When I love a photograph, I go back to it a thousand times. Zoom it in and then zoom it out, like I want to be there, permeate through the screen and just be there. And be one with the pixels.

To me this photograph is meaningful. It's more than just a blank stare. It's like a hurricane of emotions. 

Whenever a client would come up to me and tells me she wants her photographs taken, she would always readily say a little reminder that she do not know how to pose. Like a warning of the impending difficulty of the pictorial. But I always say, "That's impossible. No one knows how to pose really." Even if you have been modeling for years, it would still be difficult to pose, especially to show emotions. Let alone, emoting in front of a total stranger. Someone you have barely established rapport with, in the mere 15 minutes of pre-pictorial introduction.

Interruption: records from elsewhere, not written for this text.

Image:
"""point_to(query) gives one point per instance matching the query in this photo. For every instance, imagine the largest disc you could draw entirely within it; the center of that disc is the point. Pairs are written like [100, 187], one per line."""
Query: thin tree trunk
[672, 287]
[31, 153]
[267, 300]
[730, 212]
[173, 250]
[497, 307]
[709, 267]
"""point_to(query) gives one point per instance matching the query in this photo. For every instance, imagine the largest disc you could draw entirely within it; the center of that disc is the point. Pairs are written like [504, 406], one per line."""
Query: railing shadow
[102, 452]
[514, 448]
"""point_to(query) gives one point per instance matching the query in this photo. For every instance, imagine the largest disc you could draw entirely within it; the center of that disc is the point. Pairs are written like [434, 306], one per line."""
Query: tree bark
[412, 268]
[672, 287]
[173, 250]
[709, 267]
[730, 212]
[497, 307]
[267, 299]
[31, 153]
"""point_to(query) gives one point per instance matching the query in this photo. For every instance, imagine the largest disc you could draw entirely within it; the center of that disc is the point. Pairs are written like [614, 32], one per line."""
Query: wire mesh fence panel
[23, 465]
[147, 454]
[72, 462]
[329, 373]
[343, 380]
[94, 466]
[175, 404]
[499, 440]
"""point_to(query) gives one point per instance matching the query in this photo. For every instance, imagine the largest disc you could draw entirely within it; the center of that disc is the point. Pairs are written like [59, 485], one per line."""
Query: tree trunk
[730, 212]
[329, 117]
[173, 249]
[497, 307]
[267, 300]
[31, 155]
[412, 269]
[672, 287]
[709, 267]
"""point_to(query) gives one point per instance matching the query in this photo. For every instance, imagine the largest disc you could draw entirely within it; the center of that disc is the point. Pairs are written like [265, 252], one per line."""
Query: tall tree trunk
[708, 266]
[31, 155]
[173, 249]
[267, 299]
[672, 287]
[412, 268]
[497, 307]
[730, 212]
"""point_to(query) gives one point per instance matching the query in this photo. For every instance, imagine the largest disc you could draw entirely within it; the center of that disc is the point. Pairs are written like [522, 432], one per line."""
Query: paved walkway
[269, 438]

You could actually say, a photograph is 20% a photographer's work. And the rest is pretty much the subject's. But I disagree. Whenever I photograph someone, I always try to stir her emotions by communicating my thoughts. It is a rather difficult task to be motivating someone on the spot. Drawing out my own emotions or experiences to make someone feel it so it comes out of the photograph is some of my precious feats as a photographer. This natural skill is probably my only secret to making images that are meant to astound.

I'm in love with what I do. I'm always lost in my thoughts and in my ideas, sketching inside of my brain of the things I want to photograph.